Нос подводной лодки нырял и снова вздымался вверх. Фосфоресценция становилась сильнее, освещая теперь и наш кильватерный след. Кратковременный проблеск света показался через открытый люк. Кто-то в боевой рубке должно быть зажег сигарету.

Неожиданно в небе впереди нас появилась холодная белая вспышка света. Края облаков ясно прорисовались на фоне темноты. Вторая молния беззвучно пронзила облака. На несколько секунд нервное мерцание пробежало по горизонту.

«Странно», — произнес Крихбаум. «Выглядит как искрение контактов».

Мои мысли вернулись к той ночи на подходе к Бристольскому Каналу. Я стоял, прижавшись спиной к обносу мостика, когда прожектора начали пробираться на ощупь сквозь темноту. Сначала появилось белое привидение, как бы парящее в тумане: траулер с вываленными сетями. Наклонные столбы света выхватили другой, и еще один, и еще — целый флот. Трассирующим пулям из пулеметов потребовалось несколько секунд, чтобы попасть в первую цель. Это было так же похоже на войну, как расстрел рыбы в бочке. Затем открыли огонь 88-мм пушки, при этом их расчеты ругались, потому что ни один снаряд не попал в неподвижные цели. Казалось, прошла целая вечность, прежде чем деревянные лодки пошли на дно. То, что началось как неожиданная атака — превратилось в вымученную мясорубку. Прямое уничтожение, вовсе не военно-морской бой. Свой первый опыт войны у меня получился совсем не таким, как представлялось. Бедняги рыбаки с траулеров. Неожиданная вспышка прожекторов, за которой последовал стук пулеметов и визг снарядов. Когда мы подошли поближе, не было видно никого. Может быть, они все выпрыгнули за борт? Подобрал ли их кто-нибудь? Мы никогда не узнали, что с ними произошло.

Всего лишь еще один день экономичным ходом по направлению к нашей новой зоне патрулирования. Пришла радиограмма. Мы напряженно ждали, пока станет известно её содержание.
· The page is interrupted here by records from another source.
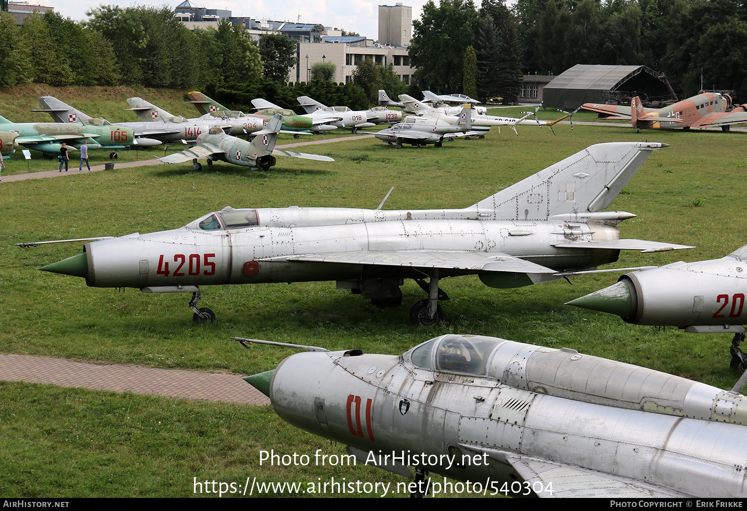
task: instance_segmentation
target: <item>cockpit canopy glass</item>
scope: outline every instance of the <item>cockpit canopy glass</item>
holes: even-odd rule
[[[483,376],[490,354],[503,341],[483,335],[444,335],[416,347],[410,359],[422,369]]]
[[[259,225],[256,209],[227,209],[216,211],[199,222],[198,226],[205,231],[218,229],[241,229]]]

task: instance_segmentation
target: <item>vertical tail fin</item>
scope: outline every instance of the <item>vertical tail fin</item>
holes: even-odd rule
[[[133,111],[135,115],[144,123],[162,120],[176,117],[163,108],[159,108],[152,103],[149,103],[143,98],[127,98],[127,104],[131,108],[125,108],[125,110]]]
[[[39,102],[44,108],[31,111],[46,112],[52,116],[55,123],[85,123],[90,119],[90,116],[79,110],[75,110],[54,96],[43,96],[39,98]]]
[[[472,105],[465,103],[462,105],[462,111],[459,113],[459,124],[464,123],[465,129],[468,131],[472,129]]]
[[[189,102],[194,105],[195,108],[197,109],[197,111],[199,112],[200,115],[205,115],[205,114],[210,114],[211,112],[220,112],[224,110],[229,110],[229,108],[226,108],[218,102],[208,98],[207,96],[198,90],[187,93],[187,96],[190,99]]]
[[[638,120],[641,118],[641,114],[644,111],[643,103],[641,102],[639,97],[636,96],[630,99],[630,122],[633,123],[633,128],[637,127]]]
[[[308,96],[299,96],[296,99],[298,100],[298,104],[303,107],[303,109],[306,111],[306,114],[313,114],[316,111],[320,108],[326,108],[326,106],[320,103],[316,99],[312,99]]]
[[[547,220],[555,214],[604,209],[654,149],[656,142],[598,143],[483,199],[480,217]]]

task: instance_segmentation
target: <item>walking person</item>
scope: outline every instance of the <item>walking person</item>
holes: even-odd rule
[[[81,144],[78,150],[81,152],[81,166],[78,167],[78,172],[83,172],[83,162],[86,162],[86,167],[88,167],[88,172],[91,171],[91,166],[88,164],[88,146],[86,144],[85,141]]]
[[[67,146],[65,143],[62,143],[62,146],[60,148],[60,172],[62,172],[62,165],[65,164],[65,172],[67,172],[67,161],[69,160],[69,157],[67,155]]]

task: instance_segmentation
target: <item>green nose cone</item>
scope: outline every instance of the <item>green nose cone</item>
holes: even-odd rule
[[[591,294],[571,300],[565,305],[590,309],[592,311],[609,312],[617,315],[620,318],[627,318],[630,315],[633,308],[633,298],[630,296],[630,288],[625,282],[618,282],[609,288],[600,289]]]
[[[250,377],[246,377],[244,380],[269,397],[270,382],[273,379],[273,374],[274,372],[274,369],[272,371],[266,371],[264,373],[259,373],[258,374],[252,374]]]
[[[84,253],[69,257],[56,263],[47,264],[39,268],[42,271],[51,271],[53,273],[81,276],[84,279],[88,276],[88,260]]]

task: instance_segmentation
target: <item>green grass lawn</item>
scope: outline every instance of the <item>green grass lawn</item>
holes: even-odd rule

Радиограмма была адресована Флехсигу и приказывала ему сменить позицию на новую, на 70 миль западнее. Очевидно, ожидалось, что там пройдет конвой. Мичман показал мне точку на карте мелкого масштаба. Она была возле американского побережья, на расстоянии многих дней хода от нашей позиции. Немного позже мы перехватили сигнал, адресованный подлодке Бёлера возле Исландии и третий для подлодки, действовавшей в районе Гибралтара. Это была лодка U-J под командованием Кортманна, который «запятнал» свой послужной список тем, что подобрал команду танкера с топливом на борту для линкора «Бисмарк».